"A clusterbot is a machine that's made of two or more parts, which gives our opponent not just one problem to deal with, but multiple issues about how you fight something that's in two places at once."
— Alex Botwright explains the logic behind Crackers 'n' Smash

Clusterbots, first introduced in the fourth series of Robot Wars, are a special type of competitor robot which consist of two or more greatly identical robots rather than one. They would enter the arena together as one machine, before separating and fighting as separate robots when the battle began.

Clusterbots were rather uncommon in Robot Wars, with only five having competed in the UK Series to date. These were joint-pioneer and Series 4 Heat-Finalist Gemini, (heavyweight), Black and Blue (heavyweight), Crackers 'n' Smash (heavyweight), Typhoon Twins (middleweight) and Legion (antweight). Another clusterbot, Share + Destroy, was also planned to enter Series 4, but failed to qualify.


Gemini immobilised

Once one half of Gemini was immobilised on an arena spike, both halves were eliminated as one machine


As a Middleweight clusterbot, Typhoon Twins were able to continue fighting despite one half falling into the pit

The rules governed for clusterbots state that while there are no limits for the number of robots they can be made out of, the combined weight of each robot must be within the given weight limit for each category (for example, 79.4kg, 100kg or 110kg for heavyweights).

An additional rule for clusterbots states that if 50% of the robot - in terms of weight - is rendered immobile, then the whole robot is deemed immobilised, and therefore eliminated.
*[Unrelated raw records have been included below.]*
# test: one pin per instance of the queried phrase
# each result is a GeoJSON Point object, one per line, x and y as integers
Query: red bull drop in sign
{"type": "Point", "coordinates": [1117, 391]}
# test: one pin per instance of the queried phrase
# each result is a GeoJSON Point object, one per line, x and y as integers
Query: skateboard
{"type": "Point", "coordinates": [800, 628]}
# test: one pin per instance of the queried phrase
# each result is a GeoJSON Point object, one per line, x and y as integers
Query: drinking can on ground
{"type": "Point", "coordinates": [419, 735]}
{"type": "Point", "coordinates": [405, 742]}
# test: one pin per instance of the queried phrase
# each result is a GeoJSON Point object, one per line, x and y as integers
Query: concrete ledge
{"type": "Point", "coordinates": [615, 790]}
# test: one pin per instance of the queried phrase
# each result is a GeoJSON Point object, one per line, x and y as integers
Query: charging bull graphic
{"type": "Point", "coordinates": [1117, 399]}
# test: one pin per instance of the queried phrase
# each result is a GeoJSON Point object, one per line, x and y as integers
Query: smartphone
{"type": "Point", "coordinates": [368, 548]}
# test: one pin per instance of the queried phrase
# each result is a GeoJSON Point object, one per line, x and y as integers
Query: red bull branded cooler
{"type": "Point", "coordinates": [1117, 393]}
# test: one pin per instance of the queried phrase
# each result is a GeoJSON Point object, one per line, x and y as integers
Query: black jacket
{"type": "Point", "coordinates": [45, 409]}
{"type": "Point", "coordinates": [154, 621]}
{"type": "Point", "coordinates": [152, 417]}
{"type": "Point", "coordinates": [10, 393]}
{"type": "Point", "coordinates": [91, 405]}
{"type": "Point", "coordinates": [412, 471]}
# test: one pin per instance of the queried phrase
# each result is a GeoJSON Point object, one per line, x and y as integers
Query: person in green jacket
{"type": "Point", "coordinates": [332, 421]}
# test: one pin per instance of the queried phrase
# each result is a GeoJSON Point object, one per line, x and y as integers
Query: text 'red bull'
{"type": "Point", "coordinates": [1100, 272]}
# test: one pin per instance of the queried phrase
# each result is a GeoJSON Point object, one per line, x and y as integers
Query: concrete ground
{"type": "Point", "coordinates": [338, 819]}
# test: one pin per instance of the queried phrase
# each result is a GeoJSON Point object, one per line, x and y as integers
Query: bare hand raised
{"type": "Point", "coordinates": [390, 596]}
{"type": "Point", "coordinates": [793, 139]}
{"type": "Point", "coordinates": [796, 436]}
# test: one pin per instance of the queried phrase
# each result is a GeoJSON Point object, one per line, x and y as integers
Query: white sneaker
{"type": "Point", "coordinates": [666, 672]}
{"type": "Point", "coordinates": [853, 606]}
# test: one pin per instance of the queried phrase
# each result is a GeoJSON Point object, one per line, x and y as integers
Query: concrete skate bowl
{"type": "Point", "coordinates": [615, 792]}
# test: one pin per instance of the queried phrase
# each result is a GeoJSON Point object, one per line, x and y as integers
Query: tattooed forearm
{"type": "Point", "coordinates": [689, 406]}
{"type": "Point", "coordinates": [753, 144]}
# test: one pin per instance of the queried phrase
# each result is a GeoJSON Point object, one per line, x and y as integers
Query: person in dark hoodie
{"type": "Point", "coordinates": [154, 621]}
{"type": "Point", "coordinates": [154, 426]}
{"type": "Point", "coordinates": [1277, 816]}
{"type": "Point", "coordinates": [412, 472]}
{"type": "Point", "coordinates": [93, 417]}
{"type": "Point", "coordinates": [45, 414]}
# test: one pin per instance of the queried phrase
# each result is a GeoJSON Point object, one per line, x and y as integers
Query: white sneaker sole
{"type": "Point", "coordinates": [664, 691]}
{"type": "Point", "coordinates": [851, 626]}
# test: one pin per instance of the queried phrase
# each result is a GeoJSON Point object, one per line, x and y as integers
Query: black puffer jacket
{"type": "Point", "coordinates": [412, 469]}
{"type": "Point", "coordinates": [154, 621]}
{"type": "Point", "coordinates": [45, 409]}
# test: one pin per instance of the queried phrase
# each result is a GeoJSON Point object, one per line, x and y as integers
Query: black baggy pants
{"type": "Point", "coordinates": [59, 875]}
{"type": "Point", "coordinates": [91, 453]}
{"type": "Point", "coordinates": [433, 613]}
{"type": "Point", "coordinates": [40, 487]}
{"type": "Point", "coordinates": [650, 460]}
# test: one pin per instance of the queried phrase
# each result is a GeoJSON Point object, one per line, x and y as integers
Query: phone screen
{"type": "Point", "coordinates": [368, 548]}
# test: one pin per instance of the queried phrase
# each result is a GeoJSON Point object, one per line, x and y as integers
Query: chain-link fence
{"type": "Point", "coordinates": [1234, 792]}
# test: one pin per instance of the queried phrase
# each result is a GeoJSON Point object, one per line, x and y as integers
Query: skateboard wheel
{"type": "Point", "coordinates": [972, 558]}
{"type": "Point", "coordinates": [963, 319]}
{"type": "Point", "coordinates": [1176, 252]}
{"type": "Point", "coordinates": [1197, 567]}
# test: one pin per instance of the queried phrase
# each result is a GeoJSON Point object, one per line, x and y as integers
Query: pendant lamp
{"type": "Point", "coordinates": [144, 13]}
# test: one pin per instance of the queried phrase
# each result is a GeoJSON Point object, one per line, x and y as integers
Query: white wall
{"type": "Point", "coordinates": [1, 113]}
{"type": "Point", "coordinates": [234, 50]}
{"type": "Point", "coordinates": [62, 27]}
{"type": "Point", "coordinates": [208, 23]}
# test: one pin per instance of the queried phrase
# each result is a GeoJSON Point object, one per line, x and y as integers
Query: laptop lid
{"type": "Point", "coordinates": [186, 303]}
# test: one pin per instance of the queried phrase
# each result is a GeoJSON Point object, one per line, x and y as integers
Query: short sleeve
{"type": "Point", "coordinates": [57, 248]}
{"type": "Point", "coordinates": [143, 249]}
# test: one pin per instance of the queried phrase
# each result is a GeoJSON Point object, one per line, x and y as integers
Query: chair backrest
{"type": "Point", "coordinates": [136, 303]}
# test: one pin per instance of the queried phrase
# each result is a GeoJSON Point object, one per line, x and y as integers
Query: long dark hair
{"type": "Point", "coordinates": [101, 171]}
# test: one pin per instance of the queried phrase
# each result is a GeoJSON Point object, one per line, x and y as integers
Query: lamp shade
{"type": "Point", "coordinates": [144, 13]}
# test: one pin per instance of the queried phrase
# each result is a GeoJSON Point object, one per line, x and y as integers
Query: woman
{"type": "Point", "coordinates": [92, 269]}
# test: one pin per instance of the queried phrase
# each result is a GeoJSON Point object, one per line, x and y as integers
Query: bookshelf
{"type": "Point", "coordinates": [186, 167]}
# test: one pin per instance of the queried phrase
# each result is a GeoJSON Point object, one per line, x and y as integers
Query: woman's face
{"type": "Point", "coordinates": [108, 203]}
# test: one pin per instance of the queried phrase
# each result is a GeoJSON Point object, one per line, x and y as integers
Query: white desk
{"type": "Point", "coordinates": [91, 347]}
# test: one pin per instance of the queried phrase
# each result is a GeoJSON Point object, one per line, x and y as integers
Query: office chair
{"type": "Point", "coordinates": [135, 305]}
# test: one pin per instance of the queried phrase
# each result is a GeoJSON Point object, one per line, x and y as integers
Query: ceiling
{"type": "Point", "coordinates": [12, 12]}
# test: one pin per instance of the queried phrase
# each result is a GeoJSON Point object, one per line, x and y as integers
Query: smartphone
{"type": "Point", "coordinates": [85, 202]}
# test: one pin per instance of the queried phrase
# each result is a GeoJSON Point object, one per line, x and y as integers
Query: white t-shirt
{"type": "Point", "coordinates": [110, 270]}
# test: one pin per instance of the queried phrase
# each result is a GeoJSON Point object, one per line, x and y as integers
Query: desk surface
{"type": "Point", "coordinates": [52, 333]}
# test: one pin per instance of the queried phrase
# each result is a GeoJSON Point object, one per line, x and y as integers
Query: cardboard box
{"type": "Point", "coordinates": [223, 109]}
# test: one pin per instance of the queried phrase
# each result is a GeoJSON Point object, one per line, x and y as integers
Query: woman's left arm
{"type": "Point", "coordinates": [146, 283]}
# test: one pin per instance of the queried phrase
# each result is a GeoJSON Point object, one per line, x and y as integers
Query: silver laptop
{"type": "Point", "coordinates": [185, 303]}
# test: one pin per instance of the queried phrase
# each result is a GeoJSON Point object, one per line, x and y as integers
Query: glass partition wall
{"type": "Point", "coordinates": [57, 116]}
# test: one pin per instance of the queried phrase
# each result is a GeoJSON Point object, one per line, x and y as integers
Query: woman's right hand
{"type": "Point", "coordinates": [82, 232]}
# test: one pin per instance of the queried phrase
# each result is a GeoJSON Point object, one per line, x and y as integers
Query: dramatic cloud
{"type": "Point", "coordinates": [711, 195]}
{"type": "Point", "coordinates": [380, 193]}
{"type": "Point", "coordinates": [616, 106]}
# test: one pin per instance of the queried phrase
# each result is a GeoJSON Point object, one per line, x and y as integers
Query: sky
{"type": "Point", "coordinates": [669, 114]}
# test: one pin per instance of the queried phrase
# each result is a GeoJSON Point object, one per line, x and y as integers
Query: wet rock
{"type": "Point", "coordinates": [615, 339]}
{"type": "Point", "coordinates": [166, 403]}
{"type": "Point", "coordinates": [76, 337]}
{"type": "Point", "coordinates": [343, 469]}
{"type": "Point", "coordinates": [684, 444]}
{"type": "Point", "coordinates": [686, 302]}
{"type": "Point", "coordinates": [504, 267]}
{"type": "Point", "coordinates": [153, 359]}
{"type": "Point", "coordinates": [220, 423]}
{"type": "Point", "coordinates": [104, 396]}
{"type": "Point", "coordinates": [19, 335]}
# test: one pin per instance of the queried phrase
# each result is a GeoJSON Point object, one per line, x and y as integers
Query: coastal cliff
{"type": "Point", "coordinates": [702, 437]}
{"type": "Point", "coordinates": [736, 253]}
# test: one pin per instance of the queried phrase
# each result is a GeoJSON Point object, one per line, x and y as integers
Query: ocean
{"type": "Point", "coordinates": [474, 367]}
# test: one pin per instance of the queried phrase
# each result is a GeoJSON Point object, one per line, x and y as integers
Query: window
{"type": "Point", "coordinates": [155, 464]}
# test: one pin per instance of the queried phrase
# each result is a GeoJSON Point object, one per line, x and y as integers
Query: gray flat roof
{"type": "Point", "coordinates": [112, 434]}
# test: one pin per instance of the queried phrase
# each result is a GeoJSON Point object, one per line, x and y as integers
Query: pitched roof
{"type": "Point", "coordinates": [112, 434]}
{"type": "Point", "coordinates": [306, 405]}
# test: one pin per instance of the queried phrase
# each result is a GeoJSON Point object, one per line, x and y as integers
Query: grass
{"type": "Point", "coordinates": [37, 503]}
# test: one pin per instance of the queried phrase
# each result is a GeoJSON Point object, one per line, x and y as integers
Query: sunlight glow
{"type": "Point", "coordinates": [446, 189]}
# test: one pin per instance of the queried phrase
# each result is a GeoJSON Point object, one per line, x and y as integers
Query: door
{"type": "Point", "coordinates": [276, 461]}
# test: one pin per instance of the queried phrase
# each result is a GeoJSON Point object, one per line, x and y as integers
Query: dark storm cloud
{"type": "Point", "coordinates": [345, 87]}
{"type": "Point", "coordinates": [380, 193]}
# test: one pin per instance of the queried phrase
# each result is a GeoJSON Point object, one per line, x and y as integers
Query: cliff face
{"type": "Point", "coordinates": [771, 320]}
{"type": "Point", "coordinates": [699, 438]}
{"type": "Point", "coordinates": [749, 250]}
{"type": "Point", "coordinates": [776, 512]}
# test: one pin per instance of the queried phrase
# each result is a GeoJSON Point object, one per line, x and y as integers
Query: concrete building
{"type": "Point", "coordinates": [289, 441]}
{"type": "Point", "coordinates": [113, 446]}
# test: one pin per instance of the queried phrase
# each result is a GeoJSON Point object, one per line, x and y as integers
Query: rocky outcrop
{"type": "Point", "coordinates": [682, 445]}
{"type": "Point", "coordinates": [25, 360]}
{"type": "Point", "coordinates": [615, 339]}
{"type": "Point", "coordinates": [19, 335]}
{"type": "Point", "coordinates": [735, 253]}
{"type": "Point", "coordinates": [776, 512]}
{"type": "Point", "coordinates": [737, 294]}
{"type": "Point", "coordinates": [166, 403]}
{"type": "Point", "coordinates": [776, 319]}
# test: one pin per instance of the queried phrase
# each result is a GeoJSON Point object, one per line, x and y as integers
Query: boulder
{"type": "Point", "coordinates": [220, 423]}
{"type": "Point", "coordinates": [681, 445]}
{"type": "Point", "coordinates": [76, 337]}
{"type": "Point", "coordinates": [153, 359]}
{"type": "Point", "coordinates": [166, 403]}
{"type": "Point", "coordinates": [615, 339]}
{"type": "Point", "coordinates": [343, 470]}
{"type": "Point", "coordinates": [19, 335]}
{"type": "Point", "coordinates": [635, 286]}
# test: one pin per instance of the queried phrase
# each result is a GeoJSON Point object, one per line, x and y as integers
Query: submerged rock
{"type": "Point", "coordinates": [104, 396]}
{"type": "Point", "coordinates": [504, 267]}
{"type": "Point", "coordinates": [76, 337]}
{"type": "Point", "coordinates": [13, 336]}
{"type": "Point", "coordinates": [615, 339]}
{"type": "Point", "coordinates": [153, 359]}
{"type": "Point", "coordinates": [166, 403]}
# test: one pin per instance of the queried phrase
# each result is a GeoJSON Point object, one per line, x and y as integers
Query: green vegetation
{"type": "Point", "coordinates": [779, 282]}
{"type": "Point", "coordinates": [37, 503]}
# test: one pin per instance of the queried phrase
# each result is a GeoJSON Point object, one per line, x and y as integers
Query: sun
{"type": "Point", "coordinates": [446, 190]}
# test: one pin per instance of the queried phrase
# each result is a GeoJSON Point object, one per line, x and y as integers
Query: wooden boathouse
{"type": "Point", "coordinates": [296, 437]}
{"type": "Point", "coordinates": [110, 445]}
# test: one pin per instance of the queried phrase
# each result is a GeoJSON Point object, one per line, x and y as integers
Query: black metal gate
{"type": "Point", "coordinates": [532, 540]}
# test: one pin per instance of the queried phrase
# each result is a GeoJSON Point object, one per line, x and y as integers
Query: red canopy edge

Since most clusterbots consisted of two parts of equal weight, robots that fought them would often concentrate on defeating one half of the robot as a result of this rule. A key example is Tornado during its Series 4 Heat Final against Gemini, which focused on impaling one half on an arena spike in order to eliminate it. Although consistently applied in the main heavyweight competitions, this rule was not strictly enforced in the lower weight classes, with both Legion and Typhoon Twins continuing to fight even after one half had become immobilised or pitted.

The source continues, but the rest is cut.